Optimal Stopping in Sequential Clinical Prediction

TL;DR

This paper models the timing of clinical decisions as an optimal stopping problem, showing that the best model isn't always the best moment to act, with implications for staged medical testing.

Contribution

It introduces a sequential prediction framework using optimal stopping theory, tailored for clinical settings with staged information, and demonstrates its application across multiple datasets.

Findings

Stopping decisions vary by setting, sometimes favoring more information, other times earlier action.

Patient-specific risk trajectories inform optimal stopping points.

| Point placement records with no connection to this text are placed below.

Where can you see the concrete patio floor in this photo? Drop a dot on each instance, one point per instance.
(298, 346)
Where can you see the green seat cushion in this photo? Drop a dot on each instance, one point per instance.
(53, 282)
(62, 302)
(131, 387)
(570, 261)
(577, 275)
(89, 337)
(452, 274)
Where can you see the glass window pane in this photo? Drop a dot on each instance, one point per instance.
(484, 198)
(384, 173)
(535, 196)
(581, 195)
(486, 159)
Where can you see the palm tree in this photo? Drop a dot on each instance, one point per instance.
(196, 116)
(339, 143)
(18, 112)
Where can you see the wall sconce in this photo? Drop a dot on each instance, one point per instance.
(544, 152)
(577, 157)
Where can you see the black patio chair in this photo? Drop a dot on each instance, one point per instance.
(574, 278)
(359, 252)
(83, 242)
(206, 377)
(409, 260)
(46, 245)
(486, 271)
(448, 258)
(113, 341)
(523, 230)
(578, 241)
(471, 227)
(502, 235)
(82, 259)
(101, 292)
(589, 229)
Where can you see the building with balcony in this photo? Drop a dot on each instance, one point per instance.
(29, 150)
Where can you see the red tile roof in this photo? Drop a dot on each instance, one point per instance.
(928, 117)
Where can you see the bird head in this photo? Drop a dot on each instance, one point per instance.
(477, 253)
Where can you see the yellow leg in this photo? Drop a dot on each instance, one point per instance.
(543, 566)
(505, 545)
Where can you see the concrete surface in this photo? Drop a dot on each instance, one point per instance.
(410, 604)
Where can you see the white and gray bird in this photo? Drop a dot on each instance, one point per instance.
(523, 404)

Model performance does not always align with the best timing for clinical decisions.

Abstract

Most clinical prediction studies are developed from retrospective cohorts and reported as if all patient information were observed at once. In practice, clinicians face a more consequential question: \emph{when is there already enough information to stop testing and act?} A later stage can produce a better-looking model and still fail to justify the added delay, burden, or invasiveness of further workup. We formulate sequential clinical prediction as an \emph{optimal-stopping} problem under staged information, and illustrate the framework across four retrospective clinical datasets. The preferred stopping stage differed substantially by setting: sometimes fuller information justified waiting, whereas in other cases early or intermediate action was preferable. The key object is the patient-specific conditional risk trajectory: forward martingale structure represents coherent risk updating across stages, while reverse-martingale ideas describe information loss when a richer predictor is replaced by a simpler score. The results demonstrate that the best-performing model is not always the best stage for clinical decision-making.